Disruptive times lead to disruptive technologies. But moreover, they lead to new buzzwords and thus new “value propositions” for an unsettled clientele who will buy into any promise that vendors make. If you believe those expensive reports that you can buy from companies like Gartner, you will think:
You need to run your business in the cloud
“You need to run your business in the cloud.” The advent of what marketers have come to call “The Cloud” (formerly known as “Web 2.0″, or “The Internet”) has started to transform the ways some people think about data. Many vendors trust in “Big Data” becoming the next “Big Paradigm” for software engineering. ”Big Data” seems to cry out for new data storage technologies, as advertised in this article here. Consider section 4:
An End to DBAs
Despite the many manageability enhancements claimed by RDBMS vendors over the years, high-end RDBMS systems can be upheld only with the help of lavish, highly trained DBAs. DBAs are intimately involved in the design, installation and on-going tweaking of high-end RDBMS systems.
“Lavish, highly trained DBAs.” This article assumes that moving away from SQL will make maintaining and managing large amounts of data a piece of cake that your average junior PHP script kiddie can handle.
“Blimey, dear Rupert! Our customer fancies going to 'The Cloud' with his 20 million transactions per day.”
“Good Lord, Rodney, I believe you are right. We ought to get Clive, our lovely intern youngster on the job. He only costs us a penny a minute.”
People often forget that an average iPhone with 64 GB of memory would have been considered very “Big Data” 13 years ago, when the average Nokia 3310 could only store 100 phone numbers! 13 years changed a lot in terms of volume, but not that much in terms of software technology.
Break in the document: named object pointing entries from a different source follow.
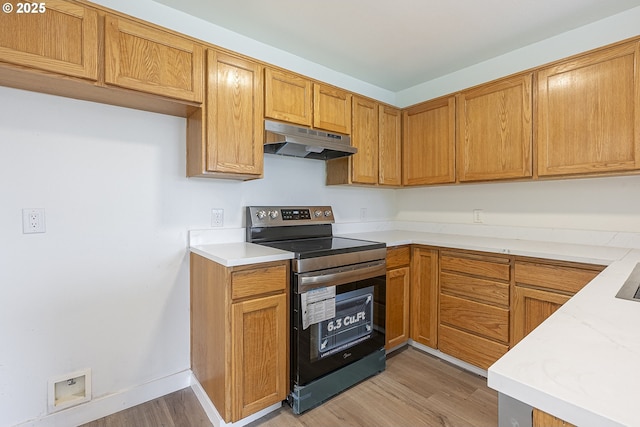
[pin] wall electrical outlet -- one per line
(217, 217)
(33, 220)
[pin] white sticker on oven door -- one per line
(318, 305)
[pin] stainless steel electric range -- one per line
(337, 300)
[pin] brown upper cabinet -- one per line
(288, 97)
(588, 115)
(494, 135)
(428, 142)
(225, 137)
(63, 40)
(389, 146)
(152, 60)
(376, 133)
(296, 99)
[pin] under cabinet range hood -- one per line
(297, 141)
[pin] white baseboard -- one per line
(214, 415)
(106, 405)
(460, 363)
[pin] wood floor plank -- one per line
(416, 390)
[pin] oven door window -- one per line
(352, 324)
(354, 331)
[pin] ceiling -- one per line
(398, 44)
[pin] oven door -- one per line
(338, 317)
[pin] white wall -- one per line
(106, 287)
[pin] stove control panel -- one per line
(273, 216)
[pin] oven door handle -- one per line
(340, 276)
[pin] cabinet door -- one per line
(428, 143)
(397, 307)
(152, 60)
(288, 97)
(424, 296)
(531, 307)
(259, 357)
(588, 116)
(235, 128)
(331, 109)
(364, 137)
(494, 138)
(542, 419)
(62, 40)
(389, 146)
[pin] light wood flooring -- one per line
(416, 389)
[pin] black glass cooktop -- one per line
(322, 246)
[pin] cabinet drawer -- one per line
(256, 281)
(398, 256)
(476, 265)
(486, 320)
(556, 277)
(474, 288)
(471, 348)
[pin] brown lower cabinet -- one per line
(240, 334)
(542, 287)
(424, 295)
(474, 305)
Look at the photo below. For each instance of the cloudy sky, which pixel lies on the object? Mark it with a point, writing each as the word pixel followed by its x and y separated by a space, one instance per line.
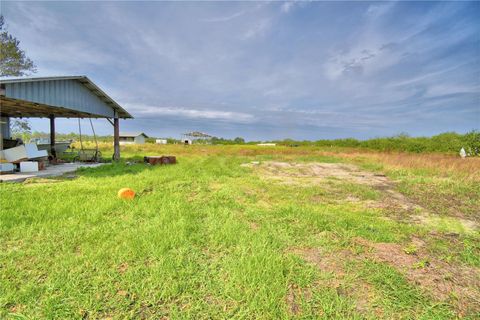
pixel 265 70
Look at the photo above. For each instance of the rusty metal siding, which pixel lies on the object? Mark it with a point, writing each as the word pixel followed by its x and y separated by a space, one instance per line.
pixel 70 94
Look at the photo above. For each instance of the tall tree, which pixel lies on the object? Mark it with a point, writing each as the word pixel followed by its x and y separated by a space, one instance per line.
pixel 13 61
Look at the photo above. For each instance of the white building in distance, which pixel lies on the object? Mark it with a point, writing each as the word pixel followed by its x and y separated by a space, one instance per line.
pixel 132 138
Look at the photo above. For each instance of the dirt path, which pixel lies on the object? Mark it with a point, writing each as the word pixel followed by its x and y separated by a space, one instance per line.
pixel 316 173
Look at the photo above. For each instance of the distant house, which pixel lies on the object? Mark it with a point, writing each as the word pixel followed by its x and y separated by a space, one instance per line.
pixel 161 141
pixel 132 138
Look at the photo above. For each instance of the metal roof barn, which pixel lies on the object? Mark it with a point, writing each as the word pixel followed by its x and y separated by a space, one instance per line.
pixel 59 97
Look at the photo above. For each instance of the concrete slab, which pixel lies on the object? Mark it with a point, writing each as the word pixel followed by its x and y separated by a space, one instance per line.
pixel 50 171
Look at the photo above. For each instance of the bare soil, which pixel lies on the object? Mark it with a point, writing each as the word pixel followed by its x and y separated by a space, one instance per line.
pixel 391 201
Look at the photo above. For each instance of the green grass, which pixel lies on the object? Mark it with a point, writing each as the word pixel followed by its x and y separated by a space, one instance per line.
pixel 205 239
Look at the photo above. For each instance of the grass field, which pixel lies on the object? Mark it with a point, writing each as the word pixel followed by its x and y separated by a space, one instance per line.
pixel 246 232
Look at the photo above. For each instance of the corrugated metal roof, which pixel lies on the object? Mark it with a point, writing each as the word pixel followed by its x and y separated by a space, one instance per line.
pixel 132 134
pixel 60 91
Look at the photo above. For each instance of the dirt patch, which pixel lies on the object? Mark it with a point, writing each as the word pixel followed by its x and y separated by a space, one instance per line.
pixel 457 285
pixel 288 171
pixel 333 263
pixel 396 204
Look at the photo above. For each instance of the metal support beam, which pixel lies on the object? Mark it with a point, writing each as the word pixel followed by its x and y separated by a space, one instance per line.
pixel 116 138
pixel 52 137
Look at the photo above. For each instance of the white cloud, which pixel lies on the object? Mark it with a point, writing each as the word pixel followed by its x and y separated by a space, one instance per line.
pixel 258 29
pixel 287 6
pixel 158 111
pixel 225 18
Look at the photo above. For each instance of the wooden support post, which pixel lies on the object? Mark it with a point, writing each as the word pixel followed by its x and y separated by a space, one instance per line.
pixel 52 137
pixel 116 138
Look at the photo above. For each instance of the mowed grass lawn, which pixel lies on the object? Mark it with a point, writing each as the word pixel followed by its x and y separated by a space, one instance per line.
pixel 217 236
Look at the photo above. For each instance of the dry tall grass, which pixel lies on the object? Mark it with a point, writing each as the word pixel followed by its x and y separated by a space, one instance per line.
pixel 441 164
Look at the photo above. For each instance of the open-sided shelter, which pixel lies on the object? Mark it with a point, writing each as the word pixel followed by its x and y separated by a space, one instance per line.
pixel 58 97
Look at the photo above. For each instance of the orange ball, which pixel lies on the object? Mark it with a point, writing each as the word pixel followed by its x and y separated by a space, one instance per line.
pixel 126 193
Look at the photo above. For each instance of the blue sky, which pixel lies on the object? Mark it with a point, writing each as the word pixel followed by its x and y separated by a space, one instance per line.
pixel 265 70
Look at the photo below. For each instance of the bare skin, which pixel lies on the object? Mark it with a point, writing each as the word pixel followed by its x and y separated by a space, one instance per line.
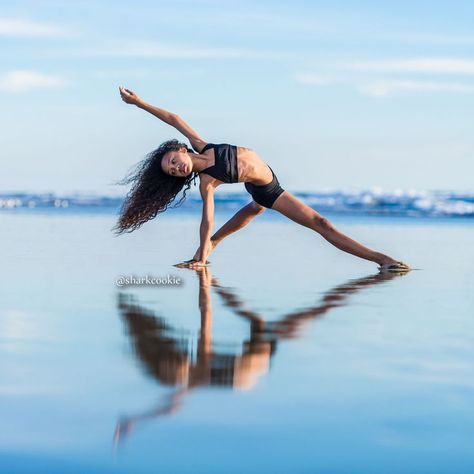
pixel 252 169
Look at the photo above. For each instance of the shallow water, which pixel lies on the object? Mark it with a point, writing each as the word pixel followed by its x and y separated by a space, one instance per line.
pixel 285 356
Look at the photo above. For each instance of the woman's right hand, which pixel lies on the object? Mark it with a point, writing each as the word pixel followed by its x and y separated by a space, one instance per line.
pixel 129 96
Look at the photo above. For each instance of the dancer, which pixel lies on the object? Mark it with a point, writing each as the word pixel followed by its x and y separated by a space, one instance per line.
pixel 172 167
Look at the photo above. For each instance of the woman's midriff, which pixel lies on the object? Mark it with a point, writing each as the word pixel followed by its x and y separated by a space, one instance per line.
pixel 252 169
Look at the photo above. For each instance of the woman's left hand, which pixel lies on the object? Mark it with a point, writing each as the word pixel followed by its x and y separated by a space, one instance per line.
pixel 193 263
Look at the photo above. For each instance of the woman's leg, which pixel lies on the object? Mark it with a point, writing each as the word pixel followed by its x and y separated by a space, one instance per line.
pixel 237 221
pixel 298 211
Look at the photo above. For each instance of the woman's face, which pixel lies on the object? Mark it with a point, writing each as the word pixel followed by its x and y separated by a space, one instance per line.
pixel 177 163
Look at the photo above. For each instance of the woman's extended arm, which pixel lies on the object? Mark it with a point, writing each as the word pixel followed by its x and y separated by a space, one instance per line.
pixel 170 118
pixel 207 221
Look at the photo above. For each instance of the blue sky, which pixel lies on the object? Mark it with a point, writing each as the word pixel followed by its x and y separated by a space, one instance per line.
pixel 339 94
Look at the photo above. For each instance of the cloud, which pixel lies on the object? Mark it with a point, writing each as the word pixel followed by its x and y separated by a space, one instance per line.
pixel 22 81
pixel 314 79
pixel 385 88
pixel 20 27
pixel 365 76
pixel 416 65
pixel 148 49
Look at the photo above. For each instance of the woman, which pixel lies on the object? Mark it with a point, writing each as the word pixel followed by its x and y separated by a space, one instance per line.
pixel 172 166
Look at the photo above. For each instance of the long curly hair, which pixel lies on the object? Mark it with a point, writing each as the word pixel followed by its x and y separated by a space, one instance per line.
pixel 152 191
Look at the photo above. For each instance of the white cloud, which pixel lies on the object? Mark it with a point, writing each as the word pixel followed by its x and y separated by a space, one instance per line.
pixel 423 65
pixel 388 87
pixel 314 79
pixel 147 49
pixel 385 87
pixel 21 27
pixel 21 81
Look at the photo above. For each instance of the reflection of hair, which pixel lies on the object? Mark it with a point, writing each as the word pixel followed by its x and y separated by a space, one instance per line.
pixel 164 356
pixel 152 191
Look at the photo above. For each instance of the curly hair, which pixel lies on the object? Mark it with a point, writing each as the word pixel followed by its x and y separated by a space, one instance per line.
pixel 152 191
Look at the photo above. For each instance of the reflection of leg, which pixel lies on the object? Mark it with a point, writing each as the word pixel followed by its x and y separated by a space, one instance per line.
pixel 126 424
pixel 296 210
pixel 238 221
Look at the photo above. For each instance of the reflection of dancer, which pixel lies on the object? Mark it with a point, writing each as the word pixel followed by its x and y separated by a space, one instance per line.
pixel 172 166
pixel 169 358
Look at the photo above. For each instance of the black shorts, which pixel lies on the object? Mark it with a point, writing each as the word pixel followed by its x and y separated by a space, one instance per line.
pixel 265 194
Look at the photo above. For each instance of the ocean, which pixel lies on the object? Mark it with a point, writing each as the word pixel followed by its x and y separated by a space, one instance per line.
pixel 284 356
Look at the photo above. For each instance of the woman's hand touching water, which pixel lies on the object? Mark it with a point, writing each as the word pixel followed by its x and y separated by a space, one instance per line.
pixel 192 264
pixel 195 261
pixel 129 96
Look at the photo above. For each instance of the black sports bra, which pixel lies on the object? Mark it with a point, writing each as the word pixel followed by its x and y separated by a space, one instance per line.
pixel 225 167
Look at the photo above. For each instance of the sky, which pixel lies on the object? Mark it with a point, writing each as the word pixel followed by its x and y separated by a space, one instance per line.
pixel 333 95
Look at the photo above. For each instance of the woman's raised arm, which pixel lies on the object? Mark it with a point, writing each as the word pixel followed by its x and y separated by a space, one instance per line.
pixel 170 118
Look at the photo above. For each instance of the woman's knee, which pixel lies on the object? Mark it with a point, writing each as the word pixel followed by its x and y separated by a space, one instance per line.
pixel 322 225
pixel 257 208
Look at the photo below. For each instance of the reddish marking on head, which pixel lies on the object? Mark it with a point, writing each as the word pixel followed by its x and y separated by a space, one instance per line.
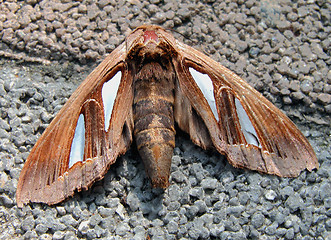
pixel 150 36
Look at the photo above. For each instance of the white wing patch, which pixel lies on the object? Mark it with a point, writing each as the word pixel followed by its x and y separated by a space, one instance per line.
pixel 109 92
pixel 206 86
pixel 78 143
pixel 246 125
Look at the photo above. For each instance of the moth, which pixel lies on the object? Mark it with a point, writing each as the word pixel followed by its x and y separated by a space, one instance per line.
pixel 145 86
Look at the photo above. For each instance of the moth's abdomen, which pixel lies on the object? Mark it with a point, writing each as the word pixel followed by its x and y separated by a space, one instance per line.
pixel 154 129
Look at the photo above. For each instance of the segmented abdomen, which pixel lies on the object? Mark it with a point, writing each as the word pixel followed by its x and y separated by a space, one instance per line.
pixel 154 129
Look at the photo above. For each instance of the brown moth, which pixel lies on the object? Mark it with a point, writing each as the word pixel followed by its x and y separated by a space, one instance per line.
pixel 139 91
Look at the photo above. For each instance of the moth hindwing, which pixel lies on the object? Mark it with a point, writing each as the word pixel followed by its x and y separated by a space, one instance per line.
pixel 145 86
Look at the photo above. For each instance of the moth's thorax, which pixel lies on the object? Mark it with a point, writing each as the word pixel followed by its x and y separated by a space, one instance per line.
pixel 154 130
pixel 151 43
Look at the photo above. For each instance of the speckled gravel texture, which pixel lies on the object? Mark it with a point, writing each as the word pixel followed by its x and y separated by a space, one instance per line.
pixel 282 48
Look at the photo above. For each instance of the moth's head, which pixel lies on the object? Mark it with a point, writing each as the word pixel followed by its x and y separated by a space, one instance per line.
pixel 150 42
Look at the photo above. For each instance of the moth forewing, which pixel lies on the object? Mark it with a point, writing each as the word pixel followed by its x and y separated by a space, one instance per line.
pixel 216 107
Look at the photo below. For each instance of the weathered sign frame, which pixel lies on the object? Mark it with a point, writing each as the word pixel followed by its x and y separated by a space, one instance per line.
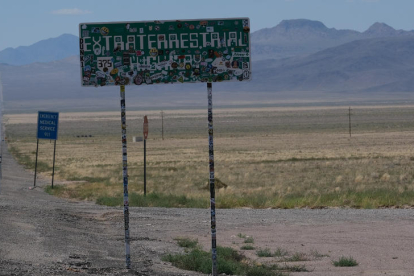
pixel 224 57
pixel 170 51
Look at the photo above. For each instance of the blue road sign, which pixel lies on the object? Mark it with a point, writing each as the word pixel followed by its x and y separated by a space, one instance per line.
pixel 47 125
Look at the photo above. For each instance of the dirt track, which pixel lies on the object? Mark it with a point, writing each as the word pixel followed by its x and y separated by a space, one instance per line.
pixel 44 235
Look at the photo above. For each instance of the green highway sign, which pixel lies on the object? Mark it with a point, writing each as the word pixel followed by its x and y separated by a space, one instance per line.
pixel 176 51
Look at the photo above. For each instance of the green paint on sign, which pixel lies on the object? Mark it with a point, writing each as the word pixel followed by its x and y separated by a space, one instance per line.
pixel 135 53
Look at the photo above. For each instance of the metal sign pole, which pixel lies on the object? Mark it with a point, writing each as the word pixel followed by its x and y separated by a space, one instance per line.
pixel 54 154
pixel 145 167
pixel 125 177
pixel 212 188
pixel 37 150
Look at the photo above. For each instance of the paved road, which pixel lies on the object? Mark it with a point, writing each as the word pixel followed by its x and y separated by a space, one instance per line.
pixel 44 235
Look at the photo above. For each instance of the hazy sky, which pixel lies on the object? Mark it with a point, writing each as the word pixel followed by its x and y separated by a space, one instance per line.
pixel 24 22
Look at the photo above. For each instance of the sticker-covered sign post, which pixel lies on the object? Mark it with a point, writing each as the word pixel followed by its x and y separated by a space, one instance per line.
pixel 125 178
pixel 167 52
pixel 47 128
pixel 145 130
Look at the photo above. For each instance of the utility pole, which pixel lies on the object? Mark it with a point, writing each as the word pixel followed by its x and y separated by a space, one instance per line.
pixel 162 124
pixel 349 122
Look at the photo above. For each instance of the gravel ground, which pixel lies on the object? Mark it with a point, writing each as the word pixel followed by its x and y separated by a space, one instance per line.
pixel 44 235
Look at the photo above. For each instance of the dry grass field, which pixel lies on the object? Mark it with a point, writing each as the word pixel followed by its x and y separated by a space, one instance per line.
pixel 280 157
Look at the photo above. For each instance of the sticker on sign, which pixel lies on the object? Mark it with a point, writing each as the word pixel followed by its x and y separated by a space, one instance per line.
pixel 186 51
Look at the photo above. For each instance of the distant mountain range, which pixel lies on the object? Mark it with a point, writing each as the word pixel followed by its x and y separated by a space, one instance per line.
pixel 289 38
pixel 302 37
pixel 341 62
pixel 47 50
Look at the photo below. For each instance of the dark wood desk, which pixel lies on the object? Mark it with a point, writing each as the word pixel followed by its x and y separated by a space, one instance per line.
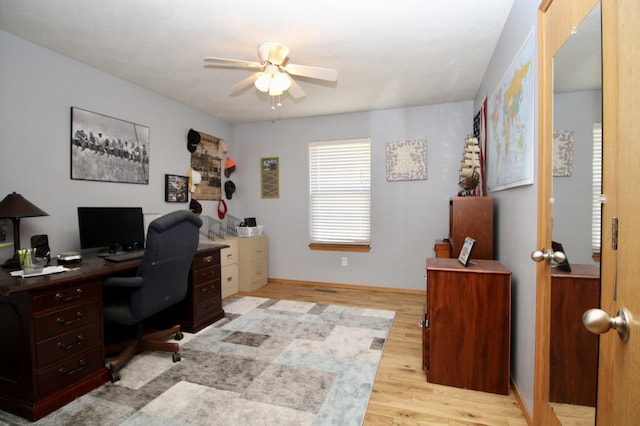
pixel 468 316
pixel 51 329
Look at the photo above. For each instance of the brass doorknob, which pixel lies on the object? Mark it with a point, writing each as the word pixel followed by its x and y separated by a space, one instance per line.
pixel 598 321
pixel 549 255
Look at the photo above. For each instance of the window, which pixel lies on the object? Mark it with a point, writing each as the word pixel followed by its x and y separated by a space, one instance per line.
pixel 596 179
pixel 340 194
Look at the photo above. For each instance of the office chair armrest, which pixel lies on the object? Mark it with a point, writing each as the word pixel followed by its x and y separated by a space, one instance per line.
pixel 127 282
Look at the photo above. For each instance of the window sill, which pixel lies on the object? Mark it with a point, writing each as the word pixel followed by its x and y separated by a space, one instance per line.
pixel 341 247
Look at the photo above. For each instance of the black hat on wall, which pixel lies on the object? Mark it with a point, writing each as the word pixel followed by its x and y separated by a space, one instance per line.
pixel 193 139
pixel 229 189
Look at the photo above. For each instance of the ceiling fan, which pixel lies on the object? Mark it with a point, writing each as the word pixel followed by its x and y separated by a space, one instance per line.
pixel 273 73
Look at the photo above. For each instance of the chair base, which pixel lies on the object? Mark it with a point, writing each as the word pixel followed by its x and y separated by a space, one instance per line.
pixel 153 341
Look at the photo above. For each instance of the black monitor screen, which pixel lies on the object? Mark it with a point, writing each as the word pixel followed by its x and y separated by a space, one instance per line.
pixel 116 228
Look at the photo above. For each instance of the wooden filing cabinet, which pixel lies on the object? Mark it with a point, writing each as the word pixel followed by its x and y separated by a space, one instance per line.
pixel 52 347
pixel 471 216
pixel 229 263
pixel 468 319
pixel 253 263
pixel 203 304
pixel 442 248
pixel 573 360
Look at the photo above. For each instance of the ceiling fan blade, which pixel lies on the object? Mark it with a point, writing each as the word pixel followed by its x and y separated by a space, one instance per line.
pixel 327 74
pixel 273 52
pixel 244 83
pixel 295 90
pixel 232 62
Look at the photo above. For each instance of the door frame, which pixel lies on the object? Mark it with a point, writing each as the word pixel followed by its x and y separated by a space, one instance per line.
pixel 556 19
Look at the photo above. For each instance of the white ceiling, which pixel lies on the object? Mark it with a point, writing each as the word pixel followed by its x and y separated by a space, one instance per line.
pixel 387 54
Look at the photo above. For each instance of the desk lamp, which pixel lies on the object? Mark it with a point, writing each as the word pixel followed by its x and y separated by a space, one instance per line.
pixel 15 207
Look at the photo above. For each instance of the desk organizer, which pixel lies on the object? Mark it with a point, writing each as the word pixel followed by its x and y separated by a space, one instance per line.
pixel 249 231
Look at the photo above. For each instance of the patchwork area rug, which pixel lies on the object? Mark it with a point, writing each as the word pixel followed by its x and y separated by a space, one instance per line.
pixel 268 362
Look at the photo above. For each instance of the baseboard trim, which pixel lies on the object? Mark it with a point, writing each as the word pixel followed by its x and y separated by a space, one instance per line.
pixel 523 406
pixel 344 286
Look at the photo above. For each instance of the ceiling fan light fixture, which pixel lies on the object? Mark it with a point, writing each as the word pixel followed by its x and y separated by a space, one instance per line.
pixel 263 82
pixel 280 82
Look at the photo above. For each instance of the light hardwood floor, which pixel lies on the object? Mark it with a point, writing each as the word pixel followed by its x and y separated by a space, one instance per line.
pixel 401 395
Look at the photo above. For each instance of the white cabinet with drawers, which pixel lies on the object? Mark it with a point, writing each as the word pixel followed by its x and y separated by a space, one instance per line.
pixel 229 263
pixel 253 263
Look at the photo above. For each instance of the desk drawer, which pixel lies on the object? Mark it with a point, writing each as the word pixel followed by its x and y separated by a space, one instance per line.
pixel 207 307
pixel 69 371
pixel 206 260
pixel 65 320
pixel 67 296
pixel 202 276
pixel 207 291
pixel 67 345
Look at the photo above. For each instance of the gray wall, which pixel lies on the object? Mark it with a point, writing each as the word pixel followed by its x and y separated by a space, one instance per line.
pixel 406 216
pixel 37 89
pixel 576 111
pixel 517 207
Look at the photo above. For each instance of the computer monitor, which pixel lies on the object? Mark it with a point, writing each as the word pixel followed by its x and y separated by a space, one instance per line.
pixel 113 229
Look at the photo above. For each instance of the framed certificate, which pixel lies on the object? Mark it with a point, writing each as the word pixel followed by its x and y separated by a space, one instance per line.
pixel 465 252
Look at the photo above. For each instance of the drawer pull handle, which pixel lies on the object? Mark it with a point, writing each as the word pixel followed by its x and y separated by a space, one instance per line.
pixel 62 321
pixel 79 340
pixel 68 299
pixel 64 371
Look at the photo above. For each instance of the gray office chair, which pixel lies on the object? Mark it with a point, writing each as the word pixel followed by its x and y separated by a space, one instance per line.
pixel 160 282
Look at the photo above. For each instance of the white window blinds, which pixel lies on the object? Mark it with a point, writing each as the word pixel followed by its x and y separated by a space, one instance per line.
pixel 596 179
pixel 340 192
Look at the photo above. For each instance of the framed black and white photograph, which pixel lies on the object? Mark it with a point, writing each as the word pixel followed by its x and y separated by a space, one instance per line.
pixel 108 149
pixel 465 252
pixel 176 189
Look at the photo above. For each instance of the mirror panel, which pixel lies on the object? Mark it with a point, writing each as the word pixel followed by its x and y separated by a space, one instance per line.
pixel 577 107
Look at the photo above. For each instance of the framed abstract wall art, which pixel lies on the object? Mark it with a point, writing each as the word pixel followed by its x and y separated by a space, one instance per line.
pixel 406 160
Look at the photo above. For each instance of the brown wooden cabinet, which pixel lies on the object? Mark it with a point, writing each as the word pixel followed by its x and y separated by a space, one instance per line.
pixel 52 345
pixel 468 319
pixel 203 304
pixel 471 217
pixel 573 358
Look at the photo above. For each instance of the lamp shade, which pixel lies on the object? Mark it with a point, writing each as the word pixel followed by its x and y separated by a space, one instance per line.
pixel 15 206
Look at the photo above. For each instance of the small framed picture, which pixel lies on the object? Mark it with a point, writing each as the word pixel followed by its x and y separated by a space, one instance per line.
pixel 465 252
pixel 176 189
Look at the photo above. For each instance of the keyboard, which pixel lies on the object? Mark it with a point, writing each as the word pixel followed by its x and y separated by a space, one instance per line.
pixel 123 257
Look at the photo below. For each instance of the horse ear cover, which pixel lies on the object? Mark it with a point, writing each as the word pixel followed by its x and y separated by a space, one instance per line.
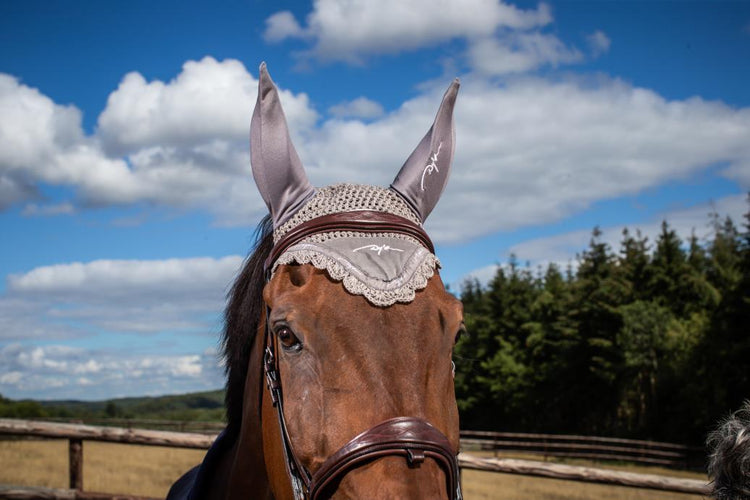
pixel 424 176
pixel 277 169
pixel 281 178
Since then, software engineering has slowly transformed to manage ever larger sets of data, but few companies really need to scale to dimensions where RDBMS cannot work effectively. In fact, some database vendors actually went to “The Cloud” with their RDBMS themselves, like Google App Engine’s Cloud SQL.
And what about Twitter? Well, they’re actually using a MySQL sharded database, which serves their needs perfectly fine. Just as Instagram uses a sharded PostgreSQL database. Pinterest, another large “Cloud” application provider uses sharded MySQL (along with Solr, Memcache and Redis).
RDBMS might not be the optimal choice for some data models (hierarchical, unstructured, document-oriented models). But they are extremely powerful when it comes to manipulating relational data. SQL itself has evolved quite a bit since Nokia 3310 times, when 64 GB of memory was “Big Data.” The differences between Oracle 8i and Oracle 12c are amazing. The same applies to the differences between SQL Server 2000 and SQL Server 2012. Moreover, you can employ the very same DBA for the Oracle 12c job that you could for the 8i job back in the day.
While we are certainly living in exciting times where new technologies lead to new ways of thinking (and vice-versa), we should be sceptical of vendors who promise that we will migrate to the next paradigm within a blink of an eye. Your data might endure longer than the new technology you use to store it.
We should be sceptical of vendors who claim that highly trained maintenance people are the main problem we need to solve. They promise that you can cut down on DBA and licensing costs without knowing the costs you might incur in a “NoDBA” and “NoLicensing" scenario.
Do you put trust in those vendors’ NoSQL promises? I’m curious to hear your thoughts and experiences.